During the Age of Enlightenment, philosophers began to debate “The Jewish Question”. Hannah Arendt suggests that German Enlightenment thinker Gotthold Ephraim Lessing should be credited with advocating the adoption of values such as tolerance. Lessing, she says, argued that the ability to reason was something all humans had in common. Furthermore, he argued that the idea of tolerance resonated with truth – and that truth could show the value of human life. Although Arendt suggests that the Enlightenment was highly suspicious of belief and of the bible, it prized this notion of reason.
Thinkers like Lessing, says Arendt, argued that reason did not show that religion was true because it was taught by evangelists, but rather, they taught religion to people because it was true. Another great Enlightenment figure, Felix Mendelssohn, saw truth as unifying. It was, says Arendt, one thing Christians and Jews had in common.
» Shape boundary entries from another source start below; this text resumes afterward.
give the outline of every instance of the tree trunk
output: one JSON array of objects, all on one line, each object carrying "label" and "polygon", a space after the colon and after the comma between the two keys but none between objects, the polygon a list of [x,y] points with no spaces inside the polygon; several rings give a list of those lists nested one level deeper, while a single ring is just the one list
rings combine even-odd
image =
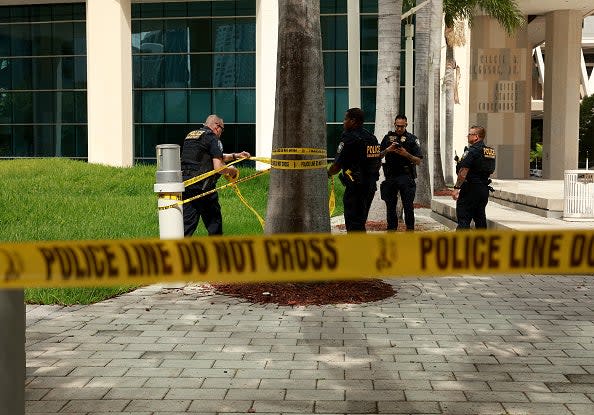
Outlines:
[{"label": "tree trunk", "polygon": [[[326,149],[320,2],[279,2],[272,148]],[[274,155],[274,159],[321,158]],[[272,169],[265,233],[330,232],[325,168]]]},{"label": "tree trunk", "polygon": [[[415,116],[414,134],[419,138],[424,159],[417,167],[417,194],[415,200],[424,206],[431,205],[431,179],[429,176],[429,125],[427,105],[429,98],[429,82],[433,81],[433,73],[429,74],[429,48],[431,36],[431,7],[429,4],[417,11],[415,28]],[[431,143],[432,144],[432,143]]]},{"label": "tree trunk", "polygon": [[375,135],[392,129],[400,104],[400,28],[402,0],[379,0]]},{"label": "tree trunk", "polygon": [[[431,2],[431,48],[430,59],[433,69],[433,190],[445,189],[441,162],[441,39],[443,1]],[[431,126],[430,126],[431,127]]]},{"label": "tree trunk", "polygon": [[445,88],[445,180],[454,184],[454,85],[456,79],[456,61],[454,48],[446,46],[446,69],[444,75]]}]

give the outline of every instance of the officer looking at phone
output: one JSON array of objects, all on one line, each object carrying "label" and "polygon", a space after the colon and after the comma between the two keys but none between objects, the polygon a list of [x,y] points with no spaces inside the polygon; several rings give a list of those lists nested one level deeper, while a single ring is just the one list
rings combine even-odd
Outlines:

Another enlightenment thinker, Christian Wilhelm von Dohm, argued for the emancipation of Jews on the grounds of humanity and justice. Although pre-Enlightenment prejudices toward Jews had been very unflattering, Dohm argued under the principle of natural rights that Jews were born with the same rights as others. Therefore, he said, more jobs ought to be open to them. On the other hand, Enlightenment thinkers such as Voltaire argued that Jews had a distinctly different nature than other people and that it would be rare for any of them to change.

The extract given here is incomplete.